Pure tone audiometry shows lower frequency loss of air conduction. However, bone conduction is normal. A bone conduction dip in thresholds of 20-30 dB and more pronounced at 2000 Hz is called Carhart notch. After stapedectomy, Carhart notch disappears. A Carhart notch may also be present in cases of incus or malleus fixation and incudostapedial joint detachment.[39] Also, mixed hearing loss can be seen in audiometry in patients with otosclerosis. The discrimination score is normal speech audiometry. Generally, tympanometry is normal in early otosclerosis. However, in severe cases, a flattening or a stiffness curve may be observed, indicating low compliance of the ossicular chain and tympanic membrane. Tympanometry can further differentiate otosclerosis from the pathologies with low resonance, such as a disconnection in the middle ear bone system.

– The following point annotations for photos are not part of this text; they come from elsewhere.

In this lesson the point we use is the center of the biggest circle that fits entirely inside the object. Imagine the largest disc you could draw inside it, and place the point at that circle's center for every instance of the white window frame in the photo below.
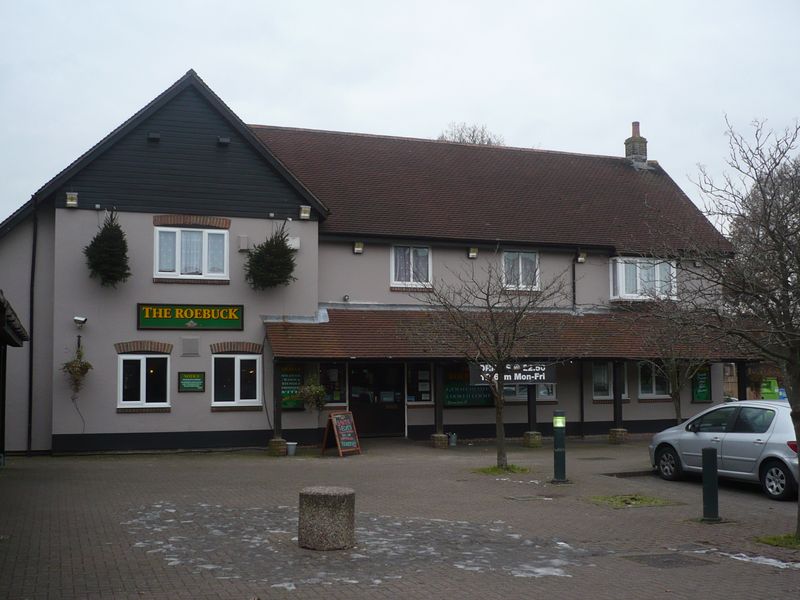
(142, 403)
(653, 372)
(617, 271)
(237, 401)
(177, 273)
(520, 286)
(610, 367)
(411, 283)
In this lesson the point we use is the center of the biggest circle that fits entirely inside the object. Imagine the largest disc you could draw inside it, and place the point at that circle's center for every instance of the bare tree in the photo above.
(470, 134)
(489, 315)
(753, 293)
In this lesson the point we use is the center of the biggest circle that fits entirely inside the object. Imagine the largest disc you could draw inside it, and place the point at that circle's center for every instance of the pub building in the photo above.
(185, 353)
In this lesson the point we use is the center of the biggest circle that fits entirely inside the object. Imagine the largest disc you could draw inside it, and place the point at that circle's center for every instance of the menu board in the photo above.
(344, 433)
(291, 380)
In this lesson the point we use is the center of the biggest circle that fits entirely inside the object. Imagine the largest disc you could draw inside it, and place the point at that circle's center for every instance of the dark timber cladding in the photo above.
(186, 170)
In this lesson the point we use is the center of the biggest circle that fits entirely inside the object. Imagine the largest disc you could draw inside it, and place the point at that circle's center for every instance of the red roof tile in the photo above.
(399, 334)
(401, 187)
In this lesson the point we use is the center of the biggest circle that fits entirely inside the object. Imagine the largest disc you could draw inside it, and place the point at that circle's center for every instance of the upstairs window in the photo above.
(642, 278)
(521, 270)
(191, 253)
(411, 266)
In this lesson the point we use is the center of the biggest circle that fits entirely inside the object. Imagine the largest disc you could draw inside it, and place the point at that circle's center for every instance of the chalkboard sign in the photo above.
(344, 432)
(701, 385)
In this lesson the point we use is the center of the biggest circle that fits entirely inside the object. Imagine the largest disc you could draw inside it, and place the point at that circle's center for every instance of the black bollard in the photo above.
(559, 447)
(710, 486)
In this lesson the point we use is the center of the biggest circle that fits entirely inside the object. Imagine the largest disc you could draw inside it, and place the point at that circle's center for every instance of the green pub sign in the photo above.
(190, 316)
(191, 381)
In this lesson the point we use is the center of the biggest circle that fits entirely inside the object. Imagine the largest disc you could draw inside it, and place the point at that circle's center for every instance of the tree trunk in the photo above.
(500, 435)
(792, 381)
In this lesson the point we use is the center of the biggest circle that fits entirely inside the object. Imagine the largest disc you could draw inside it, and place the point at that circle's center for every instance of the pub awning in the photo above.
(409, 334)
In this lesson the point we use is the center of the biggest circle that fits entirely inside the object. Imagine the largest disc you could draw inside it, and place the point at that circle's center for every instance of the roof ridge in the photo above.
(435, 141)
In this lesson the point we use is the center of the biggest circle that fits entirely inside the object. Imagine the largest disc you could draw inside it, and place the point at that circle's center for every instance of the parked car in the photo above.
(755, 441)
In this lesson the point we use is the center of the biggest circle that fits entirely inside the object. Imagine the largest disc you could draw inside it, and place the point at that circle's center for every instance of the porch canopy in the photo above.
(352, 334)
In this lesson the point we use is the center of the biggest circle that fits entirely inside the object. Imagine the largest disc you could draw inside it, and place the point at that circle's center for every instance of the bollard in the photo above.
(710, 486)
(559, 447)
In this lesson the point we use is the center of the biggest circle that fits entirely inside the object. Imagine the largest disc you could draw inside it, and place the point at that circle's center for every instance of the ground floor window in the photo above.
(332, 378)
(603, 380)
(652, 381)
(143, 380)
(419, 383)
(237, 380)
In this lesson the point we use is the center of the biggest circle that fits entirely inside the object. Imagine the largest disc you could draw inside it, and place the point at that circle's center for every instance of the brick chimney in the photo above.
(636, 145)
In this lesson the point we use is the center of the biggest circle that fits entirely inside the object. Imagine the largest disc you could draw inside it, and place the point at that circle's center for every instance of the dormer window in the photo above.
(642, 278)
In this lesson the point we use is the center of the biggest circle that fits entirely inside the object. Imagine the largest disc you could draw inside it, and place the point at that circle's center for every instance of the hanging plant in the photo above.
(76, 370)
(271, 263)
(107, 254)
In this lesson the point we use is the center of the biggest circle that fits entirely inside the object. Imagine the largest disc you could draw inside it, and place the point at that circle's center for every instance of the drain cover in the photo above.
(668, 561)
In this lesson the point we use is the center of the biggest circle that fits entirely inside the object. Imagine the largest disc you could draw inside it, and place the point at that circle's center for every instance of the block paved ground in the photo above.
(224, 525)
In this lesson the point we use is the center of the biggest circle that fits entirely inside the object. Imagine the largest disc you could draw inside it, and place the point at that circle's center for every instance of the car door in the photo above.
(743, 445)
(707, 431)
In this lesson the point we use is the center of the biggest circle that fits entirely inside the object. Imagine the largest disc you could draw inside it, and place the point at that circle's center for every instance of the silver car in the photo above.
(755, 441)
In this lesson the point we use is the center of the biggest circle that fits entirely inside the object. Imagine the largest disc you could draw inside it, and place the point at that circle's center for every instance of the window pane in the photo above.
(645, 379)
(601, 385)
(662, 385)
(647, 277)
(216, 253)
(156, 380)
(402, 263)
(248, 379)
(664, 279)
(131, 380)
(630, 278)
(191, 252)
(546, 391)
(511, 268)
(166, 251)
(224, 379)
(528, 260)
(421, 265)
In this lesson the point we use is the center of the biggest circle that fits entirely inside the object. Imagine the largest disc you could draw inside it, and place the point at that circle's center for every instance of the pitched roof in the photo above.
(190, 79)
(414, 188)
(406, 334)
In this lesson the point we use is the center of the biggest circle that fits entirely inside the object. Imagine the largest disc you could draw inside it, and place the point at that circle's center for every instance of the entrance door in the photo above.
(376, 399)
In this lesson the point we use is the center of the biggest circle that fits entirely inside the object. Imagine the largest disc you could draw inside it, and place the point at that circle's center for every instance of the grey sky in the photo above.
(558, 75)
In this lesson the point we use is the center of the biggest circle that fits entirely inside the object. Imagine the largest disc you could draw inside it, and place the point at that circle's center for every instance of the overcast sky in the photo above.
(553, 75)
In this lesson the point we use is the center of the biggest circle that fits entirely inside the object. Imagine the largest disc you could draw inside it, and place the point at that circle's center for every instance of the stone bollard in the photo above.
(327, 518)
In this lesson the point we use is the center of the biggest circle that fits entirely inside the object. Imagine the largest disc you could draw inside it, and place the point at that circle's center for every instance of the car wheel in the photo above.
(668, 463)
(777, 481)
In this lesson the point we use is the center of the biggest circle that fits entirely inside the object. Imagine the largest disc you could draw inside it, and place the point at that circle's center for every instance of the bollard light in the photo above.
(559, 447)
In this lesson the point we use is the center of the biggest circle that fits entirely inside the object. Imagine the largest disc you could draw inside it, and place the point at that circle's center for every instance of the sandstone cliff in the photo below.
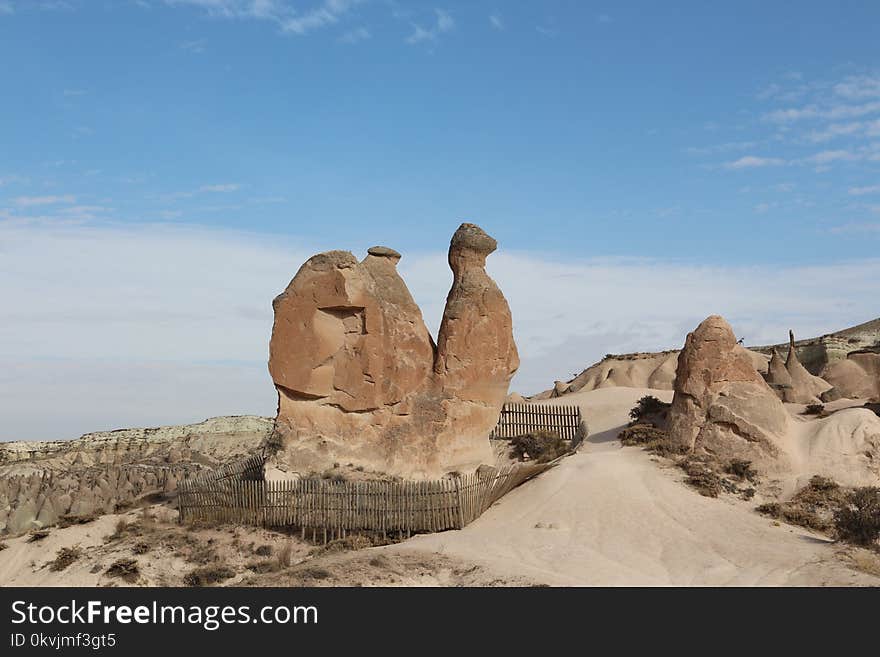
(359, 379)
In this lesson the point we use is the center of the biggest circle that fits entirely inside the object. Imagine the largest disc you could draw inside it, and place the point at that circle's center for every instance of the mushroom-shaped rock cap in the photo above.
(715, 329)
(384, 252)
(473, 238)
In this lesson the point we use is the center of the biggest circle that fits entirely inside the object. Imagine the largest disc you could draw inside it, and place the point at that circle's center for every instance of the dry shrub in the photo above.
(857, 520)
(285, 556)
(37, 535)
(814, 409)
(703, 477)
(68, 520)
(649, 410)
(263, 566)
(351, 542)
(65, 557)
(208, 575)
(314, 572)
(202, 554)
(126, 569)
(540, 446)
(812, 507)
(741, 469)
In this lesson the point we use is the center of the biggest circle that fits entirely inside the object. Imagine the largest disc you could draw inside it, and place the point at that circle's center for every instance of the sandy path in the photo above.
(611, 516)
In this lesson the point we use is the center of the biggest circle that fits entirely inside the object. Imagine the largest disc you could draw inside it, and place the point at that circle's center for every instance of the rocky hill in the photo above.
(44, 482)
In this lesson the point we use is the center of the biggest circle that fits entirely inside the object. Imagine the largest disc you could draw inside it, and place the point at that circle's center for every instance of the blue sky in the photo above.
(678, 138)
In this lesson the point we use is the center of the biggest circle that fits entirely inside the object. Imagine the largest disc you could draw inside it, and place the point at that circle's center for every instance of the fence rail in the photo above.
(332, 509)
(520, 419)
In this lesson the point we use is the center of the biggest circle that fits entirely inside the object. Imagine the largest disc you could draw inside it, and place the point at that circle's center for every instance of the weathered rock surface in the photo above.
(639, 370)
(99, 472)
(857, 377)
(722, 405)
(359, 379)
(805, 387)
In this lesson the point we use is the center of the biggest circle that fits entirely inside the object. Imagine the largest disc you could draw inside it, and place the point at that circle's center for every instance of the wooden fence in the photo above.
(331, 509)
(520, 419)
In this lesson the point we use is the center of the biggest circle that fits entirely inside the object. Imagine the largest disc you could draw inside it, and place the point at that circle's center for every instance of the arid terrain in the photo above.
(607, 515)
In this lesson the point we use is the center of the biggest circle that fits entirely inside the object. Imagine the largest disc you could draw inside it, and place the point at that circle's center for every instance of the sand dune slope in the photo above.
(611, 516)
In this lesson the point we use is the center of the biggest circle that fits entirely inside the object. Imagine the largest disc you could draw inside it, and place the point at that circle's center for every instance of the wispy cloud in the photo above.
(288, 18)
(227, 187)
(356, 35)
(327, 13)
(443, 23)
(861, 191)
(858, 87)
(30, 201)
(138, 334)
(196, 46)
(753, 162)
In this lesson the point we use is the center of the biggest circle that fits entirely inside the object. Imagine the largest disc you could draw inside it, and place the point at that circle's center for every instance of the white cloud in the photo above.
(227, 187)
(860, 191)
(356, 35)
(836, 130)
(443, 23)
(154, 324)
(196, 46)
(327, 13)
(289, 18)
(858, 87)
(28, 201)
(833, 112)
(753, 161)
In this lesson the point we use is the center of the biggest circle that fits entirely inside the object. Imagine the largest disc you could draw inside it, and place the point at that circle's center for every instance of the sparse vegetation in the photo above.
(649, 410)
(540, 446)
(812, 507)
(208, 575)
(125, 569)
(285, 555)
(349, 543)
(37, 535)
(263, 566)
(68, 520)
(704, 479)
(857, 520)
(65, 557)
(741, 469)
(814, 409)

High-Resolution Computed Tomography (CT)

High-resolution computed tomography (CT) of the temporal bones is the standard choice to diagnose otosclerosis.[40] It aids in identifying and ruling out other causes of deafness. In more than 80% of the cases, the fenestral foci, located in the area anterior to the oval window, can be found. Also, the thickening of the footplate and the round window involvement can guide the treatment. Retrosternal focus visualized as a double halo sign is seen with cochlear otosclerosis.[41] A grading system suggested by Symons and Fanning can be used for CT grading of otosclerosis.[42]

Treatment / Management

Medical Management:

Medical treatment is primarily aimed to halt the progress or to prevent disease progression. There is no medical therapy that is curative for otosclerosis. Though sodium fluoride is prescribed to slow the progression of the otosclerosis, the efficacy is still controversial.[43][44]

Bisphosphonates exert antiresorptive action, by inducing osteoclastic apoptosis. Bisphosphonates, in particular, newer generation bisphosphonates are commonly used to treat otosclerosis with promising results.[32][45]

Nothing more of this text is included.